Depending on Nature of handling:
·         Specimens only requiring transfer from container to tissue cassette.
o   All small biopsies
o   Bone marrow & Aspirates.
o   Punch biopsies.
o   Needle biopsies
o   Any biopsies not requiring dissection
·         Specimens requiring transfer, but with standard sampling, counting, weighing or slicing.
o   Sebaceous cysts.
o   Small lipomas.
o   Unremarkable tonsils.
o   Unremarkable nasal polyps.
o   Temporal arteries.
o   Thyroglossal cysts.
o   Lymph nodes.
·         Simple dissection required with sampling needing a low level of diagnostic assessment and/or preparation.
o   Salivary gland – non-tumour.
o   Cone biopsy.
o   Small soft tissue tumours.
o   Skin biopsies – benign – requiring dissection.
o   Simple small benign biopsies.
·         Dissection and sampling required needing a moderate level of assessment.
o   Salivary gland – tumours.
o   Pigmented skin lesions.
o   Complex (non-neoplastic) gastrointestinal resections.
·         Specimens requiring complex dissection and sampling methods.
o   Bone tumours.
o   Neck dissection.
o   Mandibulectomy.

Diagnostic
• Diagnostic Cases: Small tissues being submitted to establish a diagnosis or monitor status.
Typical features of biopsy tissues;
Small in size (minute to ~1cm)
Do not require orientation
Require counting when possible
Often are submitted in “toto”
Currettings
Currettage specimens come as multiple tissue fragments admixed with; Blood or Blood Clot /Mucous

Sample EMC dictation - “Specimen consists of multiple fragments of pink/tan irregular soft tissue admixed with mucous and blood having aggregate dimensions of _____ x ______ x _____cm which are submitted in toto in a single cassette, levels are requested.
·         Small specimens should never be forcibly squeezed between the ends of a forceps or the tips of the fingers. Instead, small specimens should be gently lifted from the specimen container using the end of a wooden applicator stick or pickups. Alternatively, small specimens can be filtered directly into a tissue bag, avoiding instrumentation altogether.
·         Small specimens should be quickly placed in fixative. Ideally, most small specimens (i.e., less than 1 cm) should reach the surgical pathology laboratory already in fixative.

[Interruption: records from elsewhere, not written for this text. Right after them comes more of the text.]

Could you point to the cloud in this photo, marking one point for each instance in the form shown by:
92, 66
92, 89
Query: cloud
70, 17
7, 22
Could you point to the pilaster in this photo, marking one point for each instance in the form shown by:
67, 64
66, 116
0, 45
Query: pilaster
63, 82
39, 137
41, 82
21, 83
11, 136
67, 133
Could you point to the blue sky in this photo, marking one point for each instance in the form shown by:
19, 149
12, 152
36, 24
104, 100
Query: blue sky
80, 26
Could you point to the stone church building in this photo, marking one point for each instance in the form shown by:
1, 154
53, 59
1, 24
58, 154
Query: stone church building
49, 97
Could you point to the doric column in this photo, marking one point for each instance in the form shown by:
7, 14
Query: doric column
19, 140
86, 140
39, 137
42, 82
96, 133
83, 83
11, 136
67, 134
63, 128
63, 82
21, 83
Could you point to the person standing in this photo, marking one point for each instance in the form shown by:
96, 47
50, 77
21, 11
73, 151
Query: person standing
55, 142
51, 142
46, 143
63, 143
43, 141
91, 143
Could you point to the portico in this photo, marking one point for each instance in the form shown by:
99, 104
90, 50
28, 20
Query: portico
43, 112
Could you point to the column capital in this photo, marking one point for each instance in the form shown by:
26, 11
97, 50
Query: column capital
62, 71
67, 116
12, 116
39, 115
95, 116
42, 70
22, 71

·         This requires that physician offices, biopsy suites, and operating rooms be supplied with appropriate fixatives, and that all personnel involved be instructed as to their proper use. Sometimes delays in fixation are necessary, as when a frozen section is required or when special tissue processing is indicated. In these instances, the tissue should be kept damp in  saline-soaked gauze.

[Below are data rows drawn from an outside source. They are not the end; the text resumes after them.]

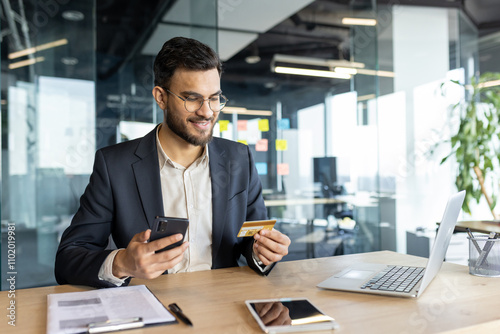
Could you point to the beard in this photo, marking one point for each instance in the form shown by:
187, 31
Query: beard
199, 138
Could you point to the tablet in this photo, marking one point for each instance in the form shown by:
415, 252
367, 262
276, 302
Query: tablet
289, 315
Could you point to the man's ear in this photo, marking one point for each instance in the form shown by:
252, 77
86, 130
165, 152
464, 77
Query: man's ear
160, 97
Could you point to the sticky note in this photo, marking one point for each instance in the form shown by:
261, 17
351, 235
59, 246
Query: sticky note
261, 145
261, 168
284, 124
283, 169
263, 125
281, 145
223, 124
242, 125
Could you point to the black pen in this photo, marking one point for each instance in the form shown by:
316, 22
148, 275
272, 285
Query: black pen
178, 312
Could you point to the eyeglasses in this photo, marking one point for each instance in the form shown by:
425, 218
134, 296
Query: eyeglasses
194, 103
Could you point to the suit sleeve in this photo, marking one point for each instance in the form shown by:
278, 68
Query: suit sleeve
82, 249
256, 210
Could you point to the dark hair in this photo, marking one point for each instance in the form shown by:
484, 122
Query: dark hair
185, 53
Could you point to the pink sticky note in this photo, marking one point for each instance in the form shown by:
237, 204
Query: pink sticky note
283, 169
261, 145
242, 125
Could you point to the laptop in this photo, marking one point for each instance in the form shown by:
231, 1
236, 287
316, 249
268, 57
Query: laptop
401, 281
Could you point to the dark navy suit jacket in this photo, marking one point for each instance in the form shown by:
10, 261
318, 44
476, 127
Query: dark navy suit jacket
124, 196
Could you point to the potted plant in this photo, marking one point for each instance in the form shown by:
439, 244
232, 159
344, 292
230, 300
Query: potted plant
476, 142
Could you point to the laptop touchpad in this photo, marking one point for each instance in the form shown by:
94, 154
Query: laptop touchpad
357, 274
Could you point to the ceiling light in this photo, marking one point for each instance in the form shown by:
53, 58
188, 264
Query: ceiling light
387, 74
41, 47
309, 72
73, 15
329, 63
358, 21
346, 70
252, 59
245, 111
487, 84
26, 62
71, 61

·         Never leave small tissue fragments exposed to the air on the cutting table, and never place these small fragments directly on a dry paper towel. These practices are sure to hasten tissue desiccation.

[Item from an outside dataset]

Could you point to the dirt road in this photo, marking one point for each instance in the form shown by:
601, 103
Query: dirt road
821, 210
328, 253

·         For extremely small specimens, the journey from specimen container to histologic slide is a treacherous one, and they may be lost at any point along the way. For this reason, it is a wise practice to identify these small tissue fragments first and then mark the fragments so that they can be found more easily by the histotechnologist.
·         Before the specimen container is even opened, check its contents for the size and number of tissue fragments, and record these in the gross description.
·         If no tissue is seen or if inconsistencies with the requisition form are noted, carefully open the specimen container and thoroughly examine its surfaces (including the undersurface of the lid) for adherent tissue fragments. If no tissue is found or if discrepancies persist, the submitting physician should be notified immediately, and the outcome of this investigation should be documented in the surgical pathology report.
·         Once all of the tissue is identified in the specimen container, efforts should be taken to ensure that it safely reaches the histology laboratory and that it is easily identified for embedding and sectioning. Minute tissue fragments should be wrapped in porous paper or layered between porous foam pads before they are placed in the tissue cassette.

·         Before these fragments are submitted  to the histology laboratory, they can be marked with eosin or mercurochrome so that they are easier for the histotechnologist to see.